The present is a critical period with regard to the future of cactus conservation, and the outlook is grim. It will be impossible to halt—or even slow down—habitat destruction as long as the human population grows at its current rate, especially in Latin America. Urban areas will expand and marginal land will be converted to farmland. Illegal collecting will continue. Hopefully, the efforts of national societies and the International Organization for Succulent Plant Study (IOS) to educate its members—and the public as a whole—may gradually produce a better understanding of the need for cactus conservation. Some national cactus and succulent organizations have already done a great service to conservation in prohibiting the entering of field-collected plants in sanctioned shows and competitions. Several commercial nurseries are also providing excellent plants for hobbyists.

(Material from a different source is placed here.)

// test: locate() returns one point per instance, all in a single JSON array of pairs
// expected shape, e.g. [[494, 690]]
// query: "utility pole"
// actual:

CITES and the implementation of its regulations has been and will continue to be effective in controlling trade and its impact on wild populations, but excessive bureaucracy will frustrate and discourage many people from cooperating fully. Hopefully, CITES and the many governmental agencies concerned with conservation will streamline their permitting procedures. A number of projects were proposed in the Cactus and Succulent Action Plan (Oldfield 1997). Funding is necessary for extensive field work and monitoring so that the rare and threatened cacti may be better understood. More knowledge will enable researchers and others to manage and protect wild populations for the foreseeable future. Cacti are amazing plants and extensive conservation efforts are certainly justified. Cooperative effort among researchers, conservationists, and hobbyists is required to ensure that wild populations of cacti will continue to exist.